Os avanços da Medicina Canabinoide no Norte e Nordeste do Brasil
“A OnixCann é um porto e um farol”, diz Hélio Mororó
O último painel de 12 de novembro trouxe Wilson Lessa, psiquiatra e professor da Universidade Federal de Roraima, e Hélio Mororó, médico, professor e estudioso da Cannabis medicinal da Universidade Católica de Pernambuco.
Wilson Lessa
Lessa diz que o desafio da Cannabis já é grande, e estando longe (na região Norte) é ainda maior. Ele cita dificuldades como cultura e logística. Ele atua em Roraima e em todo o Brasil e diz: “No meio médico, de forma geral, ainda existe muita resistência. São menos de 1% de médicos prescritores”. Ele diz que não se tem liberdade para falar sobre Cannabis medicinal no Conselho Regional de Medicina (CRM) e que a legislação é antiga, de 2014. “No mundo da Cannabis, em um ano muita coisa muda”, diz. Ele atribui a documentos como o livro “A tragédia da Maconha”, do Conselho Federal de Medicina (CFM), a dificuldade de que médicos prescrevam. “Muitos falam que ainda têm medo, não é pela dosagem”. Lessa lembra aos colegas que “todo mundo tem uma curva de aprendizado, mas chega um momento em que cada vez que se deixa de prescrever, deixa de atender uma pessoa que vai continuar tendo dores e convulsões”. Ele pondera que “é uma responsabilidade dos profissionais de saúde e a educação de médicos é prioridade mas requer trabalho”.
Hélio Mororó
Entusiasta da Cannabis e da disseminação de conhecimento acerca de tudo o que concerne a planta, Mororó se alegra que a Cannabis proporcionou que ele seja cada vez menos especialista e mais médico. “Precisamos ensinar aos colegas o que nos ensinaram e nos deixou maravilhados”.

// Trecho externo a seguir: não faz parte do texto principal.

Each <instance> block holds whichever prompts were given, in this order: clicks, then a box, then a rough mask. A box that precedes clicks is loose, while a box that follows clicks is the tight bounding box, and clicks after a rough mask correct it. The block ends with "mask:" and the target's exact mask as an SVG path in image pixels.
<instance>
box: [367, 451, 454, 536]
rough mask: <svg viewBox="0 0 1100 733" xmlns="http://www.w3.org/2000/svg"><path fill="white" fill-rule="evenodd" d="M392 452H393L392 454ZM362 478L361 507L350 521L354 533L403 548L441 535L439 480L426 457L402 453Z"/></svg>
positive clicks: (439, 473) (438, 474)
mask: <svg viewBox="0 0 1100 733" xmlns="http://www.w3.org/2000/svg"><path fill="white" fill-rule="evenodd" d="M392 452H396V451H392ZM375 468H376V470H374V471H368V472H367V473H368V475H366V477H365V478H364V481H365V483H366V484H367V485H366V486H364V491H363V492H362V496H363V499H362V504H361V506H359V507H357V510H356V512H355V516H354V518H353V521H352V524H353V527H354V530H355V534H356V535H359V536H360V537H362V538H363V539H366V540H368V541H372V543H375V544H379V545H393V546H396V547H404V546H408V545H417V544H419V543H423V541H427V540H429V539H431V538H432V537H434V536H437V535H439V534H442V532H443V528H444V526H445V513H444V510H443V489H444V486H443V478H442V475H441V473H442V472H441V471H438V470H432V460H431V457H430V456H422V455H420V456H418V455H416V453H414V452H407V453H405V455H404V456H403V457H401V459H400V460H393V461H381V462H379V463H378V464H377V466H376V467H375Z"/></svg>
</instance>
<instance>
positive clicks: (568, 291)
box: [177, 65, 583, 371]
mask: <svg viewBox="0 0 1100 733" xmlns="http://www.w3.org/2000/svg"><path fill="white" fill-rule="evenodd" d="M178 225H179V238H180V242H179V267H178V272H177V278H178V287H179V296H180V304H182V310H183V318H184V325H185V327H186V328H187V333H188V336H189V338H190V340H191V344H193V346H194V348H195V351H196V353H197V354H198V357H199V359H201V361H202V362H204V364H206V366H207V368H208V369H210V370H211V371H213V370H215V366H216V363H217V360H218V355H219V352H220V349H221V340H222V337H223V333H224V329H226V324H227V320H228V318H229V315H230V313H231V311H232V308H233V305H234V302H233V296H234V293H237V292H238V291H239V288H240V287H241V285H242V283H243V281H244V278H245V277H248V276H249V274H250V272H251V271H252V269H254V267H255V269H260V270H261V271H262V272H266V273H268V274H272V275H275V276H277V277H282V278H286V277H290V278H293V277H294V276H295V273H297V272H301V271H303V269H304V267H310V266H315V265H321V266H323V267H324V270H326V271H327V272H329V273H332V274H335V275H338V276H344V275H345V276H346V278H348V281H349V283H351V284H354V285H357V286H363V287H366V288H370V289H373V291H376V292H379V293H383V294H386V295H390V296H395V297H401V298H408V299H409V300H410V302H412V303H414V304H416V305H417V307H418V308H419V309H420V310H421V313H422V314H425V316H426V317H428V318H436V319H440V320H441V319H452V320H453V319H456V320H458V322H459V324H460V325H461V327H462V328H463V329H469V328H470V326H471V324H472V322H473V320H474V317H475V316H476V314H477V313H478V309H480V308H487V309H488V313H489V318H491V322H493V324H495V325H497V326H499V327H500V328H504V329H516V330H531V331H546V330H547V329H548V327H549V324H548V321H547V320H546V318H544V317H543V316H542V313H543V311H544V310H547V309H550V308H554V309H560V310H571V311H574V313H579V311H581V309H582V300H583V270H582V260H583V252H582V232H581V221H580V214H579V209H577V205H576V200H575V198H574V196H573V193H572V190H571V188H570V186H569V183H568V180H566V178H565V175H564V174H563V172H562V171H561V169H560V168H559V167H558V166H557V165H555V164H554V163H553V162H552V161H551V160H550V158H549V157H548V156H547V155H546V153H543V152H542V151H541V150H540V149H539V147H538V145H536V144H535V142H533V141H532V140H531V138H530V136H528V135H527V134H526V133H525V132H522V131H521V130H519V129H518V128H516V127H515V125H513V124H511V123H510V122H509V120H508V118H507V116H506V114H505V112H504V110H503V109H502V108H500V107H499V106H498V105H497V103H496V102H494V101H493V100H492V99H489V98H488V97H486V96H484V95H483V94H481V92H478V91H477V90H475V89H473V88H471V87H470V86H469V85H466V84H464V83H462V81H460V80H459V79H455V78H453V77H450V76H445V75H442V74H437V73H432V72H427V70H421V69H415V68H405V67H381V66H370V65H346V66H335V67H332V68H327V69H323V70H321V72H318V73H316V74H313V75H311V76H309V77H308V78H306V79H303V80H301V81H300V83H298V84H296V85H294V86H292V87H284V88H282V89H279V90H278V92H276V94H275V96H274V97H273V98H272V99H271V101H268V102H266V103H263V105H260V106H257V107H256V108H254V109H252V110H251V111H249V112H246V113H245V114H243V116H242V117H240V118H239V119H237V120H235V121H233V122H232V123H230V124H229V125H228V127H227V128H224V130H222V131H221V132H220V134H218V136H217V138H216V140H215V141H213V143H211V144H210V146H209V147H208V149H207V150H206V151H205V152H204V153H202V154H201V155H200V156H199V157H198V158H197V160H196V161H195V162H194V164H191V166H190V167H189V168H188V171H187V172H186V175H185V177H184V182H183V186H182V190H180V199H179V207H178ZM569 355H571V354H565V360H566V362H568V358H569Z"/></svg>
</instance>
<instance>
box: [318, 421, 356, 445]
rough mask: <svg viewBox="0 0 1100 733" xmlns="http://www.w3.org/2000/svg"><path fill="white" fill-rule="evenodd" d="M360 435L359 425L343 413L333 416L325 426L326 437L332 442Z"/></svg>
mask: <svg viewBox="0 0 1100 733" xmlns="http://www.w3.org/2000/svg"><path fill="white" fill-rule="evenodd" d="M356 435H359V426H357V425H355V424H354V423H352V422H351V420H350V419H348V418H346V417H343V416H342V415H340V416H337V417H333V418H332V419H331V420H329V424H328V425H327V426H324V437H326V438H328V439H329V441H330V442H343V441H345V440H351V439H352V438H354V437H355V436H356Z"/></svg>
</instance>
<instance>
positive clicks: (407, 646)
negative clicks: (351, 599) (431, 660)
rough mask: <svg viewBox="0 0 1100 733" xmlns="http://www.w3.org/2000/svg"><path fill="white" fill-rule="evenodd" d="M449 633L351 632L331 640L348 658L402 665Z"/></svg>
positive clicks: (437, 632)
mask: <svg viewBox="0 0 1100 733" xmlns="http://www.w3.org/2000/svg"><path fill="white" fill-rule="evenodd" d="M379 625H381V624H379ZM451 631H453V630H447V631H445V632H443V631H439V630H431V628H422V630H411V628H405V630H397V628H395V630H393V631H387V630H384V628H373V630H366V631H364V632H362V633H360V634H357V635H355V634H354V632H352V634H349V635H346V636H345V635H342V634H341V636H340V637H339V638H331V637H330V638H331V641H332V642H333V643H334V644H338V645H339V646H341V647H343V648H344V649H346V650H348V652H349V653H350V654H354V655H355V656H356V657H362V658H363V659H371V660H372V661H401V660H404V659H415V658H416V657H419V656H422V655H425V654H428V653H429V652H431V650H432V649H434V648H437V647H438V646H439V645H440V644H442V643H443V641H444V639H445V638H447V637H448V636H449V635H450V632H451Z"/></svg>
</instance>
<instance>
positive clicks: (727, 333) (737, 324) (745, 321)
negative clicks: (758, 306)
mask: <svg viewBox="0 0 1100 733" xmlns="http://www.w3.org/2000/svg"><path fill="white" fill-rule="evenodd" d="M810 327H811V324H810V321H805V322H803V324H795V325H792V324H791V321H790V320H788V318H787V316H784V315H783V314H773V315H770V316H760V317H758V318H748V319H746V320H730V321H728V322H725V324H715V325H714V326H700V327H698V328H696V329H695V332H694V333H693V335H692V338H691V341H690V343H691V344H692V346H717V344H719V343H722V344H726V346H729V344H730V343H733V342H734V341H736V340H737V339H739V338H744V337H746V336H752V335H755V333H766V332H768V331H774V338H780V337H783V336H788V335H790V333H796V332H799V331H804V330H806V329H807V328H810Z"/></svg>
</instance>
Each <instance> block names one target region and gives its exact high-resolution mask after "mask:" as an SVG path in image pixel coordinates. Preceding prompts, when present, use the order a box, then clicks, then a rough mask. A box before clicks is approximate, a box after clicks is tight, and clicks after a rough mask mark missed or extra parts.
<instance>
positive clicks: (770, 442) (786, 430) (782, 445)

Ele brinca sobre a fala de Lessa sobre muita coisa mudar em um ano no mundo da Cannabis: “Wilson falou que é um ano? É ano-luz!”.
Mororó também lembra que os livros tradicionais usados nas faculdades de medicina trazem uma página se muito, mas que a maioria se resume a poucos parágrafos sobre o sistema endocanabinóide, o maior sistema de homeostase do corpo. “Nossa missão é conversar, esclarecer, fornecer trabalhos e honestidade acima de tudo”. Ele conta que os colegas querem saber como podem beneficiar os pacientes, como prescrever e como acompanhar. Eles querem saber que terão ajuda caso tenham problema nos tratamentos.
Mororó diz que a OnixCann é um porto e um farol. “Farol porque sinaliza onde tem informação de qualidade, onde tem as melhores mentes, laboratórios e mentes científicas trabalhando. Porto porque acomoda todos que chegam com abraço e recomendação”.